Nous parcourons presque tous les services pour pouvoir enlever le cadavre, mais c'est peine perdue. Les agents que nous abordons nous disent qu'ils sont en grève ou qu'ils ne sont pas habilités à faire ce travail », a-t-il poursuivi, sans savoir sur quel pied danser, la tombe étant prête.

Certains malades ont eu plus de chance : Saïdou Nikiéma, un technicien du bâtiment, victime d'un accident de la circulation sur la route de Ziniaré, a l'avant-bras bandé avec des vices dedans.

Il reçoit tous les trois jours ses soins malgré la grève : « J'ai été victime d'un accident de la circulation et je me suis en sorti avec une fracture ouverte. Mais depuis, je viens fréquemment pour mes soins tous les trois jours.

Aujourd'hui, malgré la grève, je suis venu prendre une ordonnance pour l'achat de mes produits, et je n'ai eu aucune difficulté. Moi, je n'ai pas ressenti la grève, c'est comme les autres jours ordinaires », a affirmé Nikiéma.

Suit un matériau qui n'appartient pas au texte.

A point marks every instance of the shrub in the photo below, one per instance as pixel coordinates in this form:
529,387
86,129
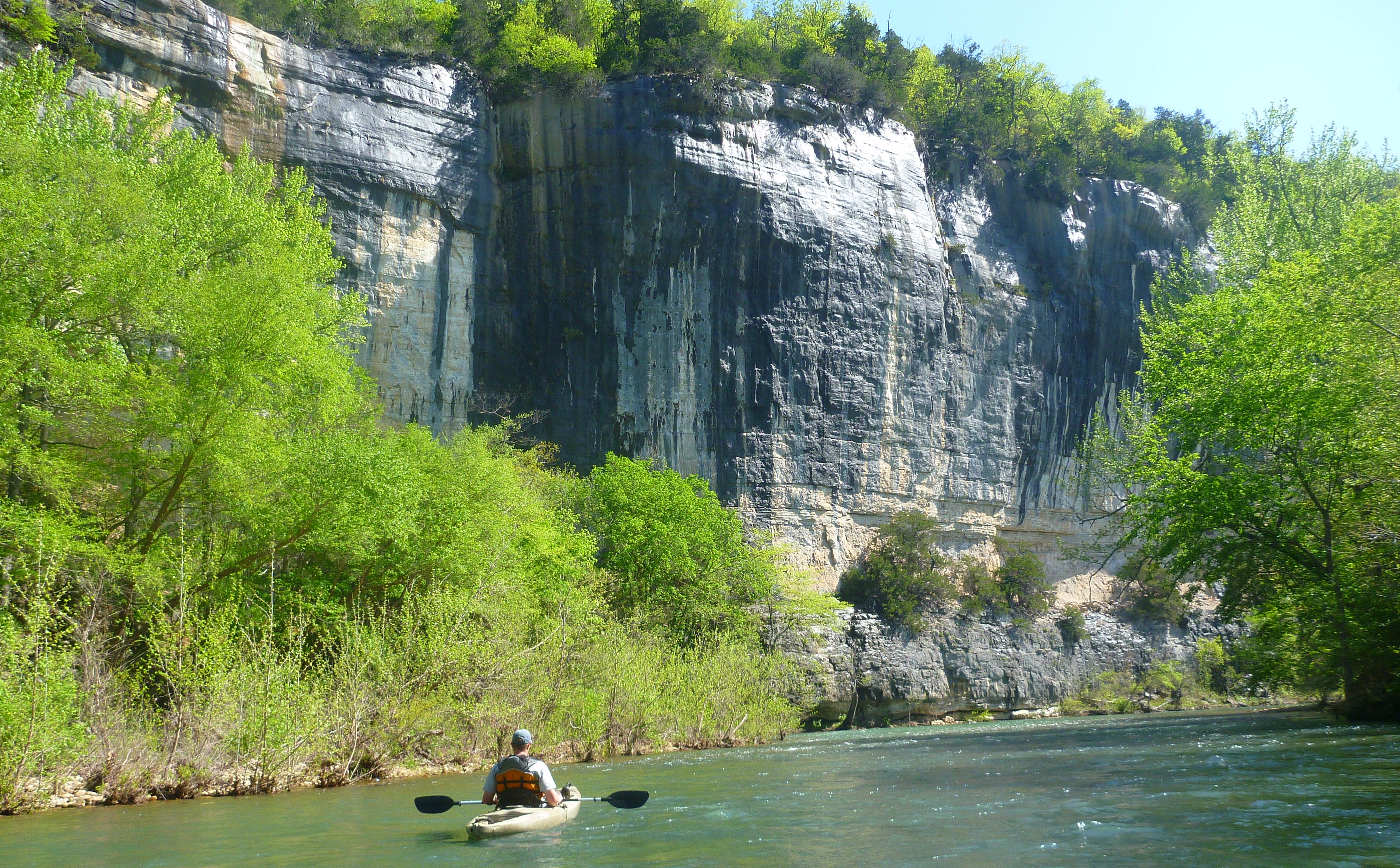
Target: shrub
902,573
675,558
1017,587
1022,577
1073,628
1151,594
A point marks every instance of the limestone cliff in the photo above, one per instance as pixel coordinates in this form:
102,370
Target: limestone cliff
761,288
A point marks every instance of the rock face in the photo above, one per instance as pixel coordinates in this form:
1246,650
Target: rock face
762,288
976,665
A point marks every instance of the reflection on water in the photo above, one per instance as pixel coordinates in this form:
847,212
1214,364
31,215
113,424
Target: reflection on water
1165,790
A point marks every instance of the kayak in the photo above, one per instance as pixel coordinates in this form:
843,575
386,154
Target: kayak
513,821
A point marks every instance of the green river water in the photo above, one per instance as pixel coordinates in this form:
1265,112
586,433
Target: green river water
1160,790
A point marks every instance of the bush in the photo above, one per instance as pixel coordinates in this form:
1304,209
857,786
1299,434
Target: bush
997,110
1022,579
1073,628
902,572
1151,594
675,558
1017,587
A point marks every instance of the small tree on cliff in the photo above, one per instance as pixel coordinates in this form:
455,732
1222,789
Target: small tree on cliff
902,572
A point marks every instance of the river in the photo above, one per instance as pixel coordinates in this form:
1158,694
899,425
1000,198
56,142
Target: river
1161,790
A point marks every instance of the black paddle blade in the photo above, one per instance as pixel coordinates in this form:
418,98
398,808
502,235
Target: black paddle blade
434,804
628,799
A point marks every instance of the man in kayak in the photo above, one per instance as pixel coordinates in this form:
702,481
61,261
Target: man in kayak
520,780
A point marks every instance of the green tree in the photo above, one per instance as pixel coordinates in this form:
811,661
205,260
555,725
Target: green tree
675,558
902,572
1260,450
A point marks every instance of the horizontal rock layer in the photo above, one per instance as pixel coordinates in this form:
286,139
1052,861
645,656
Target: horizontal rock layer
964,664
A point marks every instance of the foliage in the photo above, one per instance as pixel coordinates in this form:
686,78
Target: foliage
1260,453
1164,685
675,556
1151,594
1017,587
1022,579
1009,112
1073,628
997,110
901,573
40,699
792,604
224,570
904,573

Certains agents sont remarquables de par leur blouse, mais difficile de trouver un interlocuteur au sein du personnel soignant. Nous sommes renvoyés d'un major à un autre ou d'un chef de service à un autre. Comme s'ils s'étaient passé un mot d'ordre.

Finalement, le chef de service de l'Unité des urgences médicales, le DrBonkoungou, sans vouloir d'image ni préciser de détail sur son prénom, nous accorde deux minutes. Selon lui, son service dispose d'une dizaine de médecins et d'au moins vingt-cinq infirmiers qui travaillent en équipe subdivisée en cinq groupes.

Le Dr Bonkoungou nous confiera que le service fonctionne sans beaucoup de difficultés malgré l'absence des médecins titulaires partis en grève : « dans ce service, nous avons la chance de disposer de médecins contractuels qui sont des agents qui, soit ont soutenu leurs thèses et attendent d'être affectés, soit attendent de soutenir », a-t-il dit en concluant qu'ils arrivent à assurer le minimum qui consiste à accueillir le patient et à lui administrer les premiers soins ».

Les malades immunisés contre les grèves ?

Pour lui, les malades prennent souvent leurs précautions, car dès l'annonce d'une grève, il y a moins d'affluence : «Tengandogo et Bogodogo ont beaucoup désengorgé Yalgado. Nous pouvions nous retrouver avec une cinquantaine de malades par jour, mais actuellement, nous sommes autour de la vingtaine.

Et avec la grève, le nombre a considérablement baissé. C'est ce qui explique parfois le manque d'affluence dans certaines unités de l'hôpital. Certains partent dans d'autres structures sanitaires selon leurs moyens et d'autres préfèrent s'adonner à la médecine traditionnelle.